The Steps to Understanding Exercise


The Steps to Understanding Exercise

Understanding exercise can be difficult.

Not necessarily because of a lack of scientific knowledge — but not knowing where to begin.

We often overcomplicate things. We try to be too clever, or get distracted by the latest nonsense from some fitfluencer.

But really, the process is very simple.

First, we need to know the scenario to determine our thought process. Are we:

  • Trying to design an exercise to target a specific muscle?
  • Trying to analyse an exercise that someone else has “designed”* to see what muscles are being challenged?

*”Designed” = “pulled out of their backside”.

When might we be trying to target a specific muscle? Could be:

  • If we’re working with a client who specifically wants to improve a muscle’s function or size.
  • If a physiotherapist has identified an “underactive” or “weak” muscle as being the cause of someone’s pain.

If we’re designing an exercise with a muscle-specific goal, we need a better understanding of anatomy.

We need to know where each end of that muscle attaches, and what joint function would involve a joint axis rotating in the same plane as that muscle’s fibres — which would result in it lengthening and shortening as much as possible.

Now:

  1. Identify which muscle(s) we are trying to stimulate.

  2. Imagine what joint function would take place if that muscle was to shorten, and then reverse it. Cool — we’ve just created a concentric and an eccentric.

  3. Figure out a setup that points resistance straight along that path of motion.

  4. Create an exercise that maintains this joint function and alignment of resistance, without letting other joint functions take place. (Either by maintaining isometric control, or using physical support mechanisms.)

If we can achieve this, we’ve done most of the hard work in creating an exercise.

Now, a degree of personalisation comes into play:

  1. Check the individual’s available range of positions in this joint function, and ensure the setup accommodates that.

  2. Establish how much of the exercise we want to be a challenge, and tailor the magnitude of resistance through the range of the exercise to suit.

Boom! You’ve got a client-specific setup that’s precisely aligned to their muscle-specific goals.

And what about analysing an exercise that someone has just thrown on social media with a made-up name and ridiculous claims?

How do we assess what that exercise challenges? How do we challenge their claims that performing a specific joint function (or combination of them) will achieve a certain muscular stimulus?

The first thing to check is what axis the joint is moving around.

Imagine you were trying to drive a rod through that joint, at the precise angle that wouldn’t affect its current movement. That’s the axis.

You can also imagine that the current path of the limb they’re using is wiping a sheet of glass. That’s the plane of motion, and the axis is perpendicular to that.

Now that we’ve identified the plane of motion and joint axis, we need to check whether the application of resistance is:

  1. Aligned with the plane of motion

  2. In the correct direction relative to the joint axis

This may seem an obvious thing to check … but you’d be amazed how many people get the joint function correct and then the application of resistance completely back-to-front.
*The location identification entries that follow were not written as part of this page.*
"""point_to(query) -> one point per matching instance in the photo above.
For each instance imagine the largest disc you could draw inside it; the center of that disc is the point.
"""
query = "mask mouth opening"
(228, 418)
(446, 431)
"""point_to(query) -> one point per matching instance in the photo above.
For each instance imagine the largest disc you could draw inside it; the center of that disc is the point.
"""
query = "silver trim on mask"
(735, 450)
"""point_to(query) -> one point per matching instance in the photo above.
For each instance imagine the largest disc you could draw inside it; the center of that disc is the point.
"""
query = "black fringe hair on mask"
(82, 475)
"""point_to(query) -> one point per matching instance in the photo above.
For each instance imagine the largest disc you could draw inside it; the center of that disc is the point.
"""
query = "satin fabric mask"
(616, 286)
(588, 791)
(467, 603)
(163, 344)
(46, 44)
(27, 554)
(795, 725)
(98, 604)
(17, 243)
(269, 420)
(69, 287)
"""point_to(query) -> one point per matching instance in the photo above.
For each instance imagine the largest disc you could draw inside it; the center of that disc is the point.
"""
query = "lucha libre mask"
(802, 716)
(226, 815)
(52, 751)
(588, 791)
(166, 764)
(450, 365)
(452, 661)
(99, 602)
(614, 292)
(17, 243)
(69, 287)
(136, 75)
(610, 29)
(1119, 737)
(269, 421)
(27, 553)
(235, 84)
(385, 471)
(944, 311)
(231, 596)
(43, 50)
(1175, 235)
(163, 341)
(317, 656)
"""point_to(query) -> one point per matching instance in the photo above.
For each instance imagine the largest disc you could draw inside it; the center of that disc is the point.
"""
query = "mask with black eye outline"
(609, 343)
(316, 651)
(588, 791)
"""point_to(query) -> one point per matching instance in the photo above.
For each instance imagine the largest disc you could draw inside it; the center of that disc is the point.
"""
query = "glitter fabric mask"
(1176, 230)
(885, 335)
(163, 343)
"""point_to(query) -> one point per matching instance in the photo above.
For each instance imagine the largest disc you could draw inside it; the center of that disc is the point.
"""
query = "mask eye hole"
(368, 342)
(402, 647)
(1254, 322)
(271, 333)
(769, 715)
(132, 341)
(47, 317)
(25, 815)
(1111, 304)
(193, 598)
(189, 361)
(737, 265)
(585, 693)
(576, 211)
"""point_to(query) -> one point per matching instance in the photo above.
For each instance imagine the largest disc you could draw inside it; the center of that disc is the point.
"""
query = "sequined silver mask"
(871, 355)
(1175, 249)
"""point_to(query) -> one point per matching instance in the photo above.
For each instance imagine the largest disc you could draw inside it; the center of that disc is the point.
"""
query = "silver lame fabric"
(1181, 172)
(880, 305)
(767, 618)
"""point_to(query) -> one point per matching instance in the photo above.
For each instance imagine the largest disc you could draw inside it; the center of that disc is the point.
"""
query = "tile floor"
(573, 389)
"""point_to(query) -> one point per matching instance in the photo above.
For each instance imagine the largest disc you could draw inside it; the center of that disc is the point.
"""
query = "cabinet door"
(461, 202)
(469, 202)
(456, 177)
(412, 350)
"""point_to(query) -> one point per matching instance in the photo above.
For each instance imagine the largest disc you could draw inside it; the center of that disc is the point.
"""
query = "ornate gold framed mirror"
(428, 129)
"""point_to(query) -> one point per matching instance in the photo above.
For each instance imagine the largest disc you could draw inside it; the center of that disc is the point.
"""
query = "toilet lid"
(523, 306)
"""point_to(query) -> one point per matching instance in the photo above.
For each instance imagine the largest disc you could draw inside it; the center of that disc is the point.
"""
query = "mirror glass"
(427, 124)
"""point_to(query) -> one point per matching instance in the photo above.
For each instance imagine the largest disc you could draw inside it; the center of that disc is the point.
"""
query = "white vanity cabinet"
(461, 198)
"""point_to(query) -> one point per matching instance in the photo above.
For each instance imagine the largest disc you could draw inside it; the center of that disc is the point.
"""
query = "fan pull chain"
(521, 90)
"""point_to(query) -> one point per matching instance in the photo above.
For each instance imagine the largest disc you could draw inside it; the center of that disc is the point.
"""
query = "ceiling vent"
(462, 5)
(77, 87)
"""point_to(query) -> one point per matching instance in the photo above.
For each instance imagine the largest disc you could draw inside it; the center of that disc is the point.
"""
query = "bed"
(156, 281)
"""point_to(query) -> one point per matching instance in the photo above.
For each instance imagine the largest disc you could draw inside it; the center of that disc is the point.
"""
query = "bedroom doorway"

If the resistance is in the right direction and aligned with the plane of motion, then we can make some pretty basic assumptions about what’s doing the majority of the work:

  1. EVERY muscle on the opposing side of the axis to the resistance IS WORKING. We assume that the brain will first recruit the muscles best aligned with the plane of motion, but if you’re training to/near failure, you’ll have to recruit everything that can contribute.

  2. To find the muscle that is (likely) going to do the most work, see the most stimulus, AND the greatest change in length, we have to look for that which is aligned with the plane of motion.

And that’s how we cut through those crappy claims!